Delaplane is the national director of the $4.1 million Managed Pollinator Coordinated Agriculture Project, or CAP, funded by the USDA’s National Institute of Food and Agriculture. The team involves 17 cooperators and institutions from coast to coast, a consortium of scientists and educators working to reverse honey bee decline.
“It’s expected that we will come out with answers to actually help the beekeeping industry,” he said, but the answer is likely to be just as complicated as the problem. From the beginning, we knew that this was not going to be a smoking gun, single cause, simple model.”
He believes there is no one single cause for honey bee decline, but he’s convinced that Varroa mite is at the top of the list of problems. At least three international symposia on this topic have been called in the last 16 months. Varroa destructor spreads and activates viruses, compromising the honey bee immune system. It’s native to Asia, but has been in the U.S. since 1988.
“I call it the snowball that starts the avalanche. It’s always at the top of the list,” he says. “If there was one thing I could wave my magic wand and cure, it would be Varroa mite. If we could get rid of Varroa mite, I think the headlines would cease.”

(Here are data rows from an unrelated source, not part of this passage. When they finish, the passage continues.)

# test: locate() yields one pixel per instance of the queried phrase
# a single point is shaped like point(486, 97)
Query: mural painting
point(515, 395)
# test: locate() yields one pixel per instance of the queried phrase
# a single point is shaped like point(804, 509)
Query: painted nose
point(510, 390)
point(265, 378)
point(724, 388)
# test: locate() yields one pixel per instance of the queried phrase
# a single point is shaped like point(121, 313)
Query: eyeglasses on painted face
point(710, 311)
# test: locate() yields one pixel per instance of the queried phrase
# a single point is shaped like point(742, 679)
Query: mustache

Some members of Delaplane’s CAP team are working to address Varroa mite by using RNA silencing technology, the process of inserting genetic material that blocks the production of proteins or other materials needed to live-killing the organism.
Others are narrowing down a list of viruses that may be problematic. They started with 10 and have narrowed it down to four. And the Nosema parasite, once thought to be a significant factor in honey bee decline, has been downgraded.
One of the team’s most significant findings involves what happens when hive chemicals-added by beekeepers to control parasites-interact with agricultural pesticides. One particular hive chemical is deadly when combined with a common agricultural fungicide. “Both of these chemicals by themselves are innocuous to the honey bee, but you put the two together and this horrible synergy happens that’s just lethal to bees,” he said.
Ultimately, the answer to honey bee decline is going to be addressing a number of big issues like Varroa mite and viruses, but also making policy changes at the level of the Environmental Protection Agency. “We still have farmers that’ll go out and spray a crop that’s blooming. If it’s blooming the bees are coming from everywhere, and you get these massive die-offs,” he said. “That’s an education issue, but it’s also an EPA issue-we’ve got to get that language on the label to make it unlawful to spray while a crop is blooming.”